- Argentina ratificou o acordo Mercosul–União Europeia no Senado, por 69 votos a favor, 3 contra e 0 abstenções, encerrando o processo legislativo.
- O Uruguai já havia ratificado o acordo; a Câmara dos Deputados aprovou por 91 votos a 2, um dia após o Senado ter aprovado por unanimidade.
- O pacto eliminará tarifas sobre mais de noventa por cento do comércio bilateral entre os blocos, que respondem por cerca de trinta por cento do PIB mundial e contam com mais de setecentos milhões de consumidores.
- A implementação gerou preocupação na Europa; o Parlamento Europeu encaminhou o documento à Justiça em janeiro, suspendendo a aplicação formal, ainda que possa haver implementação provisória pela União Europeia.

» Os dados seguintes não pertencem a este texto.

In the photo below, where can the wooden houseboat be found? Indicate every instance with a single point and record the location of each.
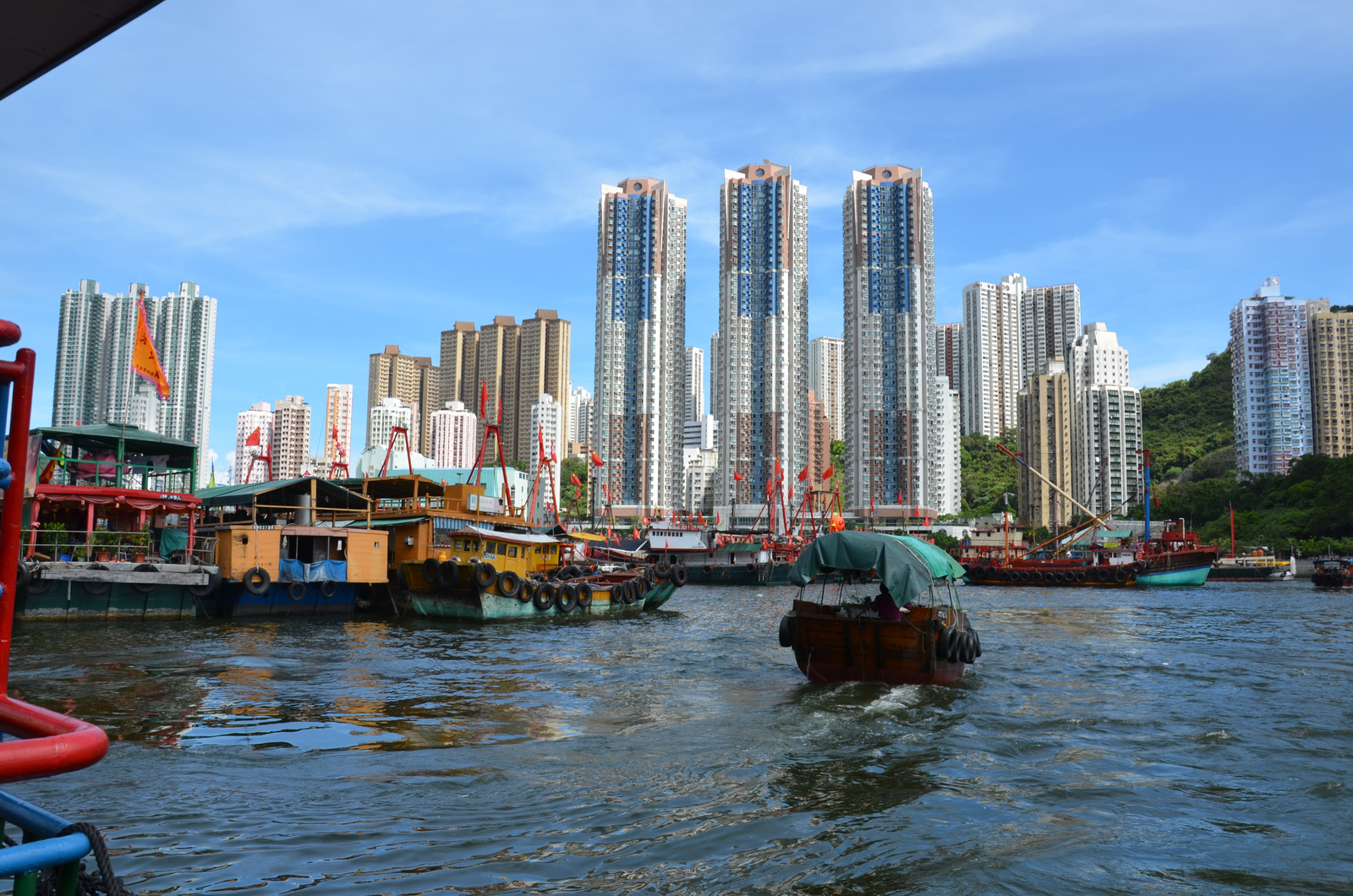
(913, 634)
(110, 528)
(295, 547)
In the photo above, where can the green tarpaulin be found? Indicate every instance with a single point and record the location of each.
(906, 565)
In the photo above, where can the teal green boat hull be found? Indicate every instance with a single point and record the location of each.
(1176, 576)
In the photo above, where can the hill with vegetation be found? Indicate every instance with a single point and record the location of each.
(988, 474)
(1191, 420)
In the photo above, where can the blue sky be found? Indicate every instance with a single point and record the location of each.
(344, 175)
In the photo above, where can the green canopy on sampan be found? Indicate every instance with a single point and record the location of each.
(906, 565)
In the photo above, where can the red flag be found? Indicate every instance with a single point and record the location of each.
(145, 362)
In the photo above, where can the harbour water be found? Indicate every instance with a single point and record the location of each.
(1109, 742)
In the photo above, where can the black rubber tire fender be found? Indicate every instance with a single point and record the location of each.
(96, 587)
(209, 587)
(509, 583)
(566, 598)
(545, 596)
(144, 587)
(257, 581)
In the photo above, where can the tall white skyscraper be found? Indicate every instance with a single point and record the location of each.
(94, 380)
(694, 382)
(257, 418)
(992, 360)
(290, 437)
(337, 428)
(762, 352)
(827, 378)
(453, 432)
(1106, 423)
(1050, 320)
(892, 394)
(640, 341)
(1271, 380)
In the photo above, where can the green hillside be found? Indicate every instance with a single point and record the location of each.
(1190, 418)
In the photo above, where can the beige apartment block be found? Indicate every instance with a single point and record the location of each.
(1330, 336)
(1045, 440)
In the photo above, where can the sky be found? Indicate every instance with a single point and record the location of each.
(342, 176)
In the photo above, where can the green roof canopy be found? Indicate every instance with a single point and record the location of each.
(277, 493)
(907, 566)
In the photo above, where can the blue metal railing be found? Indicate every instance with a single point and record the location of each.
(44, 846)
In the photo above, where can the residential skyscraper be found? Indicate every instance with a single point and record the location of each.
(949, 356)
(827, 378)
(762, 355)
(1271, 380)
(453, 430)
(640, 341)
(992, 359)
(94, 380)
(892, 396)
(414, 382)
(290, 437)
(259, 417)
(1106, 423)
(694, 383)
(1045, 441)
(1330, 347)
(1050, 320)
(337, 420)
(541, 369)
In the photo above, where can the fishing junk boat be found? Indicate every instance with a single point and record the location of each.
(915, 634)
(110, 529)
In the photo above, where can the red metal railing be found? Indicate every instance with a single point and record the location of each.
(52, 743)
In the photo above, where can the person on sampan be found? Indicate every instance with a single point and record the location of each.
(884, 604)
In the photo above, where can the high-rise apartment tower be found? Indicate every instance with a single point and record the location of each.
(640, 341)
(762, 353)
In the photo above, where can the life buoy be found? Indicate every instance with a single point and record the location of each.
(509, 583)
(257, 581)
(145, 587)
(209, 587)
(545, 596)
(96, 587)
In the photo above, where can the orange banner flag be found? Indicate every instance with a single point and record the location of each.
(145, 362)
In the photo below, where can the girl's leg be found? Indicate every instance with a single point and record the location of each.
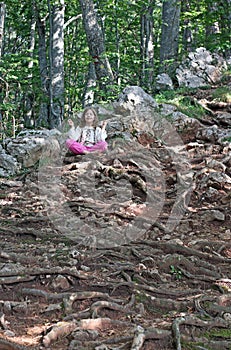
(75, 147)
(99, 146)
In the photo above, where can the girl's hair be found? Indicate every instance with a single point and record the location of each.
(83, 121)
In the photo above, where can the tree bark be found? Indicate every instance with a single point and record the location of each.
(169, 35)
(56, 55)
(147, 47)
(44, 71)
(96, 44)
(2, 20)
(88, 96)
(29, 94)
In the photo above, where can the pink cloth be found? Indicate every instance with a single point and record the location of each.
(79, 148)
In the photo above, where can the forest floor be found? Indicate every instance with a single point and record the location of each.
(165, 290)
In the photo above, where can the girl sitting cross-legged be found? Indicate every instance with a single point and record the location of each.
(88, 137)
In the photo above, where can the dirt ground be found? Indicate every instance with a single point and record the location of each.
(165, 290)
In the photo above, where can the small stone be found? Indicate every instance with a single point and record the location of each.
(60, 282)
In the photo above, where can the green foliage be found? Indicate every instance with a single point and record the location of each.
(222, 94)
(183, 102)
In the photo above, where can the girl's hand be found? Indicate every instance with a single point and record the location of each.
(70, 122)
(104, 124)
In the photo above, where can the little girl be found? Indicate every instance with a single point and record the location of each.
(89, 137)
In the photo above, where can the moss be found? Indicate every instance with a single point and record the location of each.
(222, 94)
(223, 333)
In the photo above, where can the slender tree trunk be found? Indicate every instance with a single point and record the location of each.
(56, 55)
(187, 32)
(44, 72)
(147, 47)
(170, 35)
(88, 96)
(213, 27)
(96, 44)
(2, 20)
(225, 23)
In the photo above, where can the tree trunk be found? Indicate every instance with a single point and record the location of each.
(213, 27)
(225, 24)
(96, 44)
(169, 35)
(56, 55)
(29, 94)
(2, 20)
(43, 117)
(147, 47)
(88, 96)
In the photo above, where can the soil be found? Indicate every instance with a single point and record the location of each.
(165, 290)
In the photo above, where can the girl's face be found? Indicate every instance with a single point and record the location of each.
(89, 117)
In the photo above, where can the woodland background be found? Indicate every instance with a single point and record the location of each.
(58, 56)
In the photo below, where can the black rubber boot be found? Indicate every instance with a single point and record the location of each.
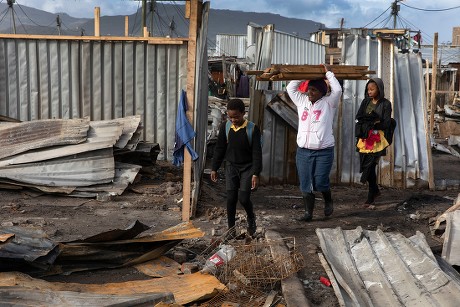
(309, 202)
(328, 204)
(252, 227)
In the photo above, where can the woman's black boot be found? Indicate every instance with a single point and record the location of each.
(309, 202)
(328, 205)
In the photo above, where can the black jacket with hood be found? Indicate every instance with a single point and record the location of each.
(379, 119)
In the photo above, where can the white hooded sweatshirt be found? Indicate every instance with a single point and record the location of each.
(315, 129)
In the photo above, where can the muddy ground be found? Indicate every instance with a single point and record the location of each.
(155, 201)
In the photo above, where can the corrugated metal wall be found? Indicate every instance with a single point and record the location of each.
(231, 45)
(407, 163)
(41, 79)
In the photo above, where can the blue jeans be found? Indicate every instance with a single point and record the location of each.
(314, 167)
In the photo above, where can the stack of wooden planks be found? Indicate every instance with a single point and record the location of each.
(310, 72)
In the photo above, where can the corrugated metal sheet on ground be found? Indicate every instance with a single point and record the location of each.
(17, 138)
(285, 48)
(48, 79)
(373, 268)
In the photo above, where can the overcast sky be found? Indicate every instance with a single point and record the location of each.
(426, 15)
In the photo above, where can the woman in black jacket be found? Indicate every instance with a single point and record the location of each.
(374, 133)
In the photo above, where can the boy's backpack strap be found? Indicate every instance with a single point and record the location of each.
(249, 131)
(228, 125)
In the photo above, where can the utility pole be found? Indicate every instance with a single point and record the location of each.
(152, 13)
(395, 7)
(144, 16)
(172, 27)
(58, 23)
(10, 5)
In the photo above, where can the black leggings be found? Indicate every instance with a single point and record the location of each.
(233, 196)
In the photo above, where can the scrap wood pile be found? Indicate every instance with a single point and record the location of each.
(70, 156)
(310, 72)
(27, 255)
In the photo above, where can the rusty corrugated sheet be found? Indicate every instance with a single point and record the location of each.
(83, 169)
(101, 80)
(17, 138)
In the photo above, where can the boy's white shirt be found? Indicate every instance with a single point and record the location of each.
(316, 130)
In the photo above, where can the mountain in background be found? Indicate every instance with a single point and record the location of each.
(168, 20)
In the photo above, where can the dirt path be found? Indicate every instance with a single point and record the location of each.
(155, 202)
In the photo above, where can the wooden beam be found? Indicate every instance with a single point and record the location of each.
(191, 79)
(431, 182)
(97, 21)
(126, 25)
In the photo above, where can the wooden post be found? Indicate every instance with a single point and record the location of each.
(434, 66)
(191, 70)
(97, 21)
(126, 26)
(427, 80)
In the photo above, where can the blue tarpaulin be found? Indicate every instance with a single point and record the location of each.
(184, 133)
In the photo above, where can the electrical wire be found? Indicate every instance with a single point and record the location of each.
(431, 10)
(25, 14)
(377, 17)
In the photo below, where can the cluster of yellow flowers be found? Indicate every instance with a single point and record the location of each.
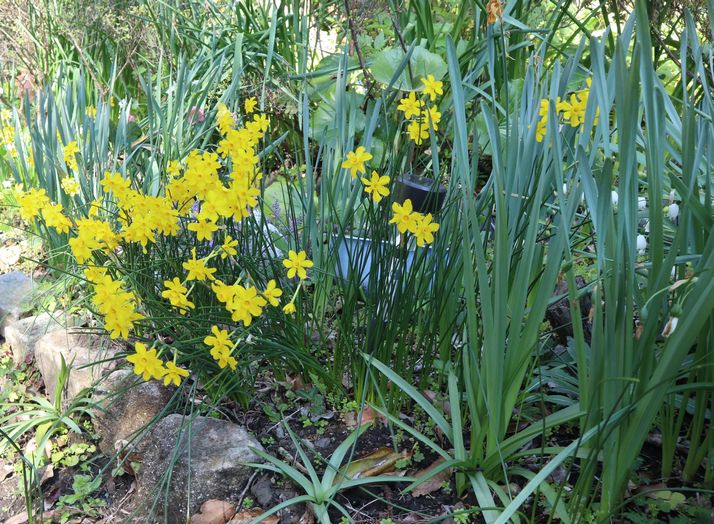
(572, 110)
(149, 365)
(422, 116)
(376, 186)
(246, 303)
(406, 219)
(420, 225)
(204, 194)
(113, 302)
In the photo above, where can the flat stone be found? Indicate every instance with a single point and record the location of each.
(22, 335)
(15, 289)
(127, 406)
(218, 451)
(86, 355)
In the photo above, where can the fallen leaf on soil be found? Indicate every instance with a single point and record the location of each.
(47, 473)
(5, 471)
(48, 516)
(366, 416)
(245, 516)
(296, 383)
(381, 461)
(214, 512)
(434, 483)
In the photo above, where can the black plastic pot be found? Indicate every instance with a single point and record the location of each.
(426, 194)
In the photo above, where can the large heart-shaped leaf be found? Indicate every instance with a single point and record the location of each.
(423, 62)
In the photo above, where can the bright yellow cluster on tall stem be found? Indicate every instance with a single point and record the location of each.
(422, 117)
(420, 225)
(572, 111)
(207, 192)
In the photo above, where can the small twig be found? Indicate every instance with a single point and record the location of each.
(360, 57)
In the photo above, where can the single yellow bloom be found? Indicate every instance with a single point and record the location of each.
(432, 87)
(197, 269)
(272, 293)
(146, 363)
(404, 216)
(424, 230)
(376, 186)
(289, 309)
(297, 263)
(250, 104)
(174, 374)
(204, 229)
(174, 168)
(410, 105)
(229, 247)
(355, 161)
(70, 186)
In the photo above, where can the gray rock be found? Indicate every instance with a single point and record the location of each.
(86, 355)
(218, 451)
(15, 289)
(22, 335)
(127, 406)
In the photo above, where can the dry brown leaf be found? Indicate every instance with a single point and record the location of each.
(5, 471)
(48, 516)
(376, 463)
(214, 512)
(245, 516)
(296, 382)
(366, 416)
(434, 483)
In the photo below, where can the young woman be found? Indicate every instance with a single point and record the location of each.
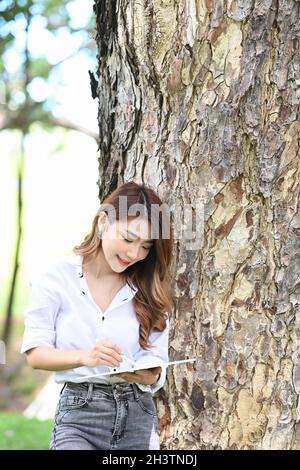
(104, 308)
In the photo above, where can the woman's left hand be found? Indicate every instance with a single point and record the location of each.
(142, 376)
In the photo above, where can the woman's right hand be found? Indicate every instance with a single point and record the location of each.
(104, 353)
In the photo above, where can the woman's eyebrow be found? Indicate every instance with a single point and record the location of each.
(134, 235)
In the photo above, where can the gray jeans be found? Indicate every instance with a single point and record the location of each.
(105, 417)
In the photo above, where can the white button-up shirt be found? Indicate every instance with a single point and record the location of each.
(62, 314)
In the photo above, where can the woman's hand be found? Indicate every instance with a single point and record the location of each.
(142, 376)
(104, 353)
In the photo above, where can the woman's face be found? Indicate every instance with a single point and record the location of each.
(126, 241)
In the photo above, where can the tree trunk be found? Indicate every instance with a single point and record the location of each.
(200, 100)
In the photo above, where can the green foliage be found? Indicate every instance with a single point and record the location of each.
(19, 67)
(20, 433)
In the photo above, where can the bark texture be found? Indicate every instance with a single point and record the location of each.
(200, 100)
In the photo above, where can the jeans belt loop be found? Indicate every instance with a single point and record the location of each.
(90, 391)
(135, 390)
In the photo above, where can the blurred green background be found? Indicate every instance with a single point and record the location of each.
(48, 175)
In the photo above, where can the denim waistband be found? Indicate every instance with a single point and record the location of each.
(91, 387)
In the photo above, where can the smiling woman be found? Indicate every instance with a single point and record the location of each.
(106, 303)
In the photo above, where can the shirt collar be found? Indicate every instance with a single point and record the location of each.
(76, 260)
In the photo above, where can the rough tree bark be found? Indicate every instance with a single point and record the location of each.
(200, 99)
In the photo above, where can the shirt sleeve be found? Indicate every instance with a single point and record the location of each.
(40, 316)
(158, 353)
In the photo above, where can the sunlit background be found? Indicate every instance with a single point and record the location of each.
(59, 188)
(48, 129)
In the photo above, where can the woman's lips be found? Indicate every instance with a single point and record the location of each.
(124, 263)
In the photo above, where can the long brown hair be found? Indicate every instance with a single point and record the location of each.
(152, 275)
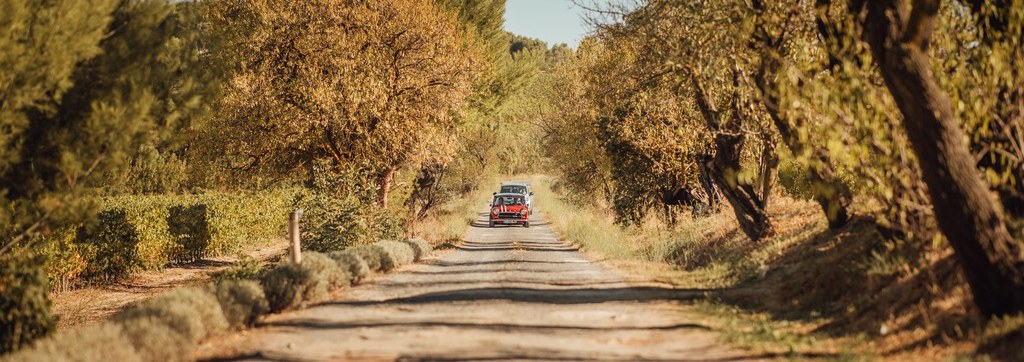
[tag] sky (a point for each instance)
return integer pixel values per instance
(551, 20)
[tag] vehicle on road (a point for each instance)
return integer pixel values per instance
(509, 209)
(519, 188)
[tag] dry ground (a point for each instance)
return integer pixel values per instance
(96, 303)
(507, 292)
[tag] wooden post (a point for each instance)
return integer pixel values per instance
(293, 228)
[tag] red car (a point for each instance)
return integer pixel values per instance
(509, 209)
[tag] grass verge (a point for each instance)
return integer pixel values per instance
(805, 292)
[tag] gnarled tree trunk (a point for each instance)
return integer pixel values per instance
(749, 207)
(386, 179)
(834, 195)
(966, 211)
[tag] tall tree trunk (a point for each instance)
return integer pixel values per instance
(708, 183)
(750, 209)
(386, 178)
(725, 165)
(834, 195)
(965, 210)
(768, 169)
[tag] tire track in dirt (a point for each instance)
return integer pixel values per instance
(506, 293)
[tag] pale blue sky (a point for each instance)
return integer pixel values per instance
(551, 20)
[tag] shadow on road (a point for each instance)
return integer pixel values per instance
(517, 245)
(578, 296)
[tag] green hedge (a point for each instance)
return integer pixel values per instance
(148, 232)
(170, 326)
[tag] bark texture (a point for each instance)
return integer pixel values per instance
(750, 208)
(967, 213)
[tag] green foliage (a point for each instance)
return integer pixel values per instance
(25, 310)
(246, 268)
(340, 211)
(414, 51)
(189, 228)
(421, 247)
(110, 246)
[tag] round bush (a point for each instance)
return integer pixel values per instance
(242, 301)
(395, 254)
(357, 268)
(193, 312)
(105, 342)
(372, 255)
(420, 246)
(284, 285)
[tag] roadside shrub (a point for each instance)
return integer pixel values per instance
(110, 245)
(341, 210)
(236, 221)
(155, 340)
(104, 342)
(420, 247)
(188, 227)
(372, 255)
(65, 262)
(348, 260)
(147, 217)
(327, 272)
(246, 268)
(285, 285)
(395, 254)
(25, 310)
(243, 302)
(193, 312)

- O acordo foi assinado em dezoito de janeiro em Assunção, conforme o texto.
O Congresso argentino ratificou nesta quinta-feira o acordo de livre comércio entre o Mercosul e a União Europeia, encerrando o trâmite legislativo com a aprovação no Senado. A Argentina tornou-se o segundo país a confirmar o pacto, após o Uruguai.
Na Argentina, o Senado aprovou por 69 votos a favor, 3 contra e nenhuma abstenção. O acordo, assinado em 17 de janeiro em Assunção, eliminará tarifas sobre mais de 90% do comércio entre ambos os blocos, que somam 30% do PIB mundial e mais de 700 milhões de consumidores.
No Uruguai, a Câmara dos Deputados aprovou o texto por 91 votos a 2, um dia após o Senado ter ratificado o tratado por unanimidade. O processo de ratificação no país já estava concluído no parlamento uruguaio.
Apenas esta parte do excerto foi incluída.